El Gran Turco se
dio cuenta de que los libros y la sana doctrina proporcionan a los hombres, más
que cualquier otra cosa, el sentido de su dignidad como personas y el odio por
la tiranía, de modo que no tiene en sus tierras a muchos sabios, ni tampoco los
solicita. Y en cualquier otro lugar, por elevado que sea el número de fieles a
la libertad, su celo y el amor que le prodigan permanecen pese a todo sin
efecto porque no logran entenderse entre ellos. La libertad de actuar, hablar y
de pensar les está casi totalmente vetada con el tirano y permanecen aislados
por completo en sus fantasías. Así pues, Momo, el dios burlón, no se mofó demasiado
del hombre que Vulcano había creado por no haberle puesto una ventanita en el
corazón para que, por ella, pudiesen leerse sus pensamientos.
Se cuenta que Bruto, Casio y Casca, cuando emprendieron la liberación de
Roma, o, mejor dicho, del mundo entero, no quisieron que Cicerón, el gran
celador del bien público (si alguna vez los hubo), participara. Estimaron su
corazón demasiado vulnerable para tan arriesgada hazaña; confiaban en su
voluntad, pero no en su valentía. Sin embargo, quien quiera recordar la
historia y consultar antiguos anales, comprobará que pocos fueron aquellos que,
viendo a su país mal llevado y en malas manos, tomaron, con buenas, cabales y
sinceras intenciones, la decisión de liberarlo y no llegaron hasta el final, y
que la libertad los ha siempre favorecido. Harmodio, Aristogitón, Trasíbulo,
Bruto el viejo, Valerio y Dión, quienes concibieron tan virtuoso proyecto, lo
llevaron a cabo felizmente: en esos casos, casi nunca a buen deseo mala
fortuna. Bruto el joven y Casio suprimieron con gran acierto la servidumbre,
pero, poco después de devolver la libertad, murieron, no miserablemente (¡qué blasfemia sería decir que
esos hombres pudieran morir, o vivir, miserablemente!), pero sí con gran
perjuicio, desgracia y ruina para la República que fue, al parecer, enterrada
con ellos.
Las otras acciones emprendidas después contra los emperadores romanos no
fueron más allá de conjuras urdidas por algunos ambiciosos o los que no hay que
compadecer por las penas de que fueron víctimas. Es evidente que lo que querían
no era suprimir, sino cambiar de cabeza la corona, con la intención de echar al
tirano, pero de conservar la tiranía. A esos, ni yo mismo les habría deseado
suerte, y me alegro de que hayan mostrado con su ejemplo que no se debe abusar
del santo nombre de libertad para llevar a cabo malas empresas.
Pero, volviendo
al hilo de mi discurso, del que casi me había apartado, la primera razón por la
cual los hombres sirven de buen grado es la de que nacen siervos y son educados
como tales. De ésta se desprende otra: bajo el yugo del tirano, es más fácil
volverse cobarde y apocado. Le estoy muy agradecido a Hipócrates, el padre de
la medicina, quien así lo afirmó en uno de sus libros: De las enfermedades.

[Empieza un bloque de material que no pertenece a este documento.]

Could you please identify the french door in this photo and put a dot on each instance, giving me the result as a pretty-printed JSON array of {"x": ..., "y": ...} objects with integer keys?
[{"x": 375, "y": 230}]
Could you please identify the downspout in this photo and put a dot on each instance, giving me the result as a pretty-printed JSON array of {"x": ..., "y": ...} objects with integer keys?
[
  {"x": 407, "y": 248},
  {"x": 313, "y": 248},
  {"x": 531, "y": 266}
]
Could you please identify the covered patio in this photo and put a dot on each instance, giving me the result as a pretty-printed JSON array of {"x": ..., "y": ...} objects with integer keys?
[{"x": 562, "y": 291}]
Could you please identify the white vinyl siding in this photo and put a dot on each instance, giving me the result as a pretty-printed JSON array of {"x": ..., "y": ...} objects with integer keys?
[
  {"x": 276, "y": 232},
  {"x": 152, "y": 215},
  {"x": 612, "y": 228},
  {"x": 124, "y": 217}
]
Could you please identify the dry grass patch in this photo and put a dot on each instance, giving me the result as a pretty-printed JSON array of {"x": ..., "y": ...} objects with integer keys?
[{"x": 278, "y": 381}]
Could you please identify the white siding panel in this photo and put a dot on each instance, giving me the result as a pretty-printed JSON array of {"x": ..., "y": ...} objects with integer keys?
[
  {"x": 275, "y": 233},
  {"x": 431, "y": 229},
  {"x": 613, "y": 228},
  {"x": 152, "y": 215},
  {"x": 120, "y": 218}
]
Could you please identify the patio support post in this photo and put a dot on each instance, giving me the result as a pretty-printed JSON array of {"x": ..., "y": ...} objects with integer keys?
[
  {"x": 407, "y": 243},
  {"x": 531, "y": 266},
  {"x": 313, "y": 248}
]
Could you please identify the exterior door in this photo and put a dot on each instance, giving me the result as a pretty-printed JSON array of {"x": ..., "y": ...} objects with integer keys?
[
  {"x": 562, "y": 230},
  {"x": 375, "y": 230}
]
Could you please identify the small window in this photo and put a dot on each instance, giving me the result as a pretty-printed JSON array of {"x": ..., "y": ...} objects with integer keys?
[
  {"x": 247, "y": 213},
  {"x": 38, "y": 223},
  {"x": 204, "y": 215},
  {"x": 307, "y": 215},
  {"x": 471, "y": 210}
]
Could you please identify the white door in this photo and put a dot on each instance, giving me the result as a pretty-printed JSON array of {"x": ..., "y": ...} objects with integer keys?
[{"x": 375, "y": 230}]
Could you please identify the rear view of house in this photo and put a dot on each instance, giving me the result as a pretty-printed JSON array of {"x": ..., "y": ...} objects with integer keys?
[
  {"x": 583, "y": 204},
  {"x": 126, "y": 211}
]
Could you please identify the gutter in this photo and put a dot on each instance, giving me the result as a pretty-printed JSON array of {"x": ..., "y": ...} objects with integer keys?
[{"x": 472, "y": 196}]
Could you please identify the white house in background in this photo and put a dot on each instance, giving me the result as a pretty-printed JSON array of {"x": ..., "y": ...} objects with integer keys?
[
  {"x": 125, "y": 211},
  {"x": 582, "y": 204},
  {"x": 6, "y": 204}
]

Este buen hombre tenía sin duda buen corazón y bien lo mostró cuando el rey de
Persia quiso atraerlo a su lado a fuerza de obsequios y ofrecimientos
tentadores; él respondió francamente que le remordería la conciencia ponerse a
curar a los bárbaros que querían matar a los griegos y servir con su arte al
que proyectaba someter a Grecia. La carta que le envió se encuentra hoy entre
sus escritos y será para siempre un testimonio de su dignidad y de su noble
naturaleza.
Jenofonte, uno de los historiadores más dignos y apreciados entre los
griegos, escribió un libro en el que hace hablar a Simónides con Hierón, tirano
de Siracusa, de las miserias del tirano; este libro está lleno de buenas y
graves amonestaciones de gran provecho para todos. ¡Ojalá todos los tiranos de
la historia lo hubieran tenido ante los ojos a modo de espejo! Me gusta creer
que no hubiesen reconocido en él sus propios vicios, ni sentido vergüenza
alguna. En este tratado, Jenofonte cuenta las penas que acosan a los tiranos,
quienes, al sanar a todos, se ven llevados a temer a todos. Entre otras cosas,
dice que los malos reyes contratan a tropas extranjeras porque ya no se atreven
a poner armas en manos de sus súbditos, a los que han maltratado de mil
maneras. Algunos buenos reyes, y más en otros tiempos que ahora, incluso en
Francia, también contrataron a tropas extranjeras, pero con otra intención; la
de preservar a los suyos, sin escatimar en gastos, con el único fin de poner a
salvo a sus hombres. Lo mismo opinaba Escipión (el gran africano, supongo),
quien prefería salvar a un ciudadano que derrotar a cien enemigos.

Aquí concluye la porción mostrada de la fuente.